Belum lagi ancaman anti-semitisme bagi mereka yang berani macam-macam dengan Yahudi. Semua tabu ini muncul sebab mereka sadar bahwa tindakan-tindakan tersebut secara langsung menyerang sensitifitas suatu kelompok. Hal yang sama persis jika Nabi Muhammad dilecehkan di depan umat Islam.

Bahkan Charlie Hebdo sudah pernah memecat anggotanya yang dituduh anti-Semit, hipokrit?

Kekhawatirkan kita justru apabila orang-orang tersebut semakin menghina Nabi sebab mereka tahu umat Islam begitu
mencintainya untuk tujuan provokasi dan melampiaskan benci.

Pasca tragedi itu beberapa reaksi emosional yang muncul justru seruan untuk mempublikasikan kartun-kartun penghinaan tersebut seluas-luasnya. sungguh ini adalah kebodohan yang jenius.

Lihatlah, mereka sama absurdnya dengan orang-orang yang mereka tuduh sebagai teroris; mereka melakukan hal-hal konyol untuk membela ideolginya sehingga justru membawa sengsara bagi orang lain.

Ide kebabasan berekspresi atau HAM secara umum serta Ide kebabasn a la Barat semakin menjijikan bagi umat Islam sebab efeknya, kebebasan berekspresi ini menjustifikasi kebebasan mengolok-olok manusia yang paling mereka cintai.

Lucunya masih ada saja para pendukung yang memuja mereka sebagai martir nan mulia.

Bagi yang pernah baca sedikit sejarah, tidak akan heran dengan fenomena ini. Tabiat semcam ini akan mengingatkan kita tentang satu episode sejarah Andalusia.

Ketika itu muncul sekelompok orang yang menantang maut dengan menghina Nabi Muhammad atau simbol-simbol Islam di depan umum.

Ternyata absurditas seperti itu sudah lama dipraktikan orang-orang Barat, tujuannya untuk mencari simpati dan jadi martir. Pelopor tindakan ini adalah para fundamentalis fanatik yang kini dikenang di sejarah barat sebagai “the martyrs of cordoba”

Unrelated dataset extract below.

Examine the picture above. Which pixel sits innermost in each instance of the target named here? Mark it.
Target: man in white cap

Mereka adalah sekelompok orang yang sengaja memancing kemarahan pihak pemerintah Islam agar mereka dibunuh dan menjadi martir Gereja.

Kartunis Charlie Hebdo menujukan mentalitas serupa. Mereka sudah sering mendapatkan ancaman akibat kerapnya menerbitkan kartun provokatif. Tapi terus saja dilakukan.

Bedanya, martyr of cordoba melakukannya karena fanatisme agama, sedangkan mereka melakukannya karena
fanatisme pada nilai kebebasan yang bagi mereka mutlak benar.

Umat Islam harus bijak mengahdapi manusia-manusia bermental begini. Mereka memprovokasi hanya untuk memperburuk
citra Islam dan mempersulit kehidupan muslim. Khususnya muslim minoritas di negeri-negeri Barat.